Moreover, the EU has an increasing range of options to buy energy from other exporters, including numerous underused LNG import terminals. The EU’s energy market is more and more interconnected. These factors mitigate the risks related to the import of Russian energy. As Russian pipeline gas tends to be cheaper than LNG, it will most likely remain an important component of the EU’s energy mix in the foreseeable future.

 

Stephen SzaboResident senior fellow at the American Institute for Contemporary German Studies

The issue is not dependence but resilience. Europe benefits from access to Russian energy and has an interest in keeping Russia dependent on European markets and therefore in providing it with an incentive for a stable Europe. Leverage is a two-way street, and some interdependence gives Europe some leverage over Russia as well as vice versa. It is certainly not in Europe’s interest to destabilize the Russian economy through a rapid shift in Russian energy policies.

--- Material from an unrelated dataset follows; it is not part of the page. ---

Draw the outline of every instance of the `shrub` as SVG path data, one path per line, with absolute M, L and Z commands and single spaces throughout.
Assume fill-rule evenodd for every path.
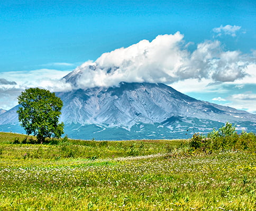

The key for Europe is to ensure that there are alternatives to Russian energy through diversification and interconnection of pipelines. All this requires a European policy rather than national freelancing like the proposed Nord Stream 2 pipeline to bring Russian gas to Germany under the Baltic Sea.

In addition, there is the environmental dimension to dependence on Russian energy, as this means continued reliance on fossil fuels and dirty energy. Volvo’s announcement that it will stop producing gas-fueled vehicles and Europe’s move toward renewable sources are signs of what is to come and indications that Russia’s energy leverage will decline over the next decade.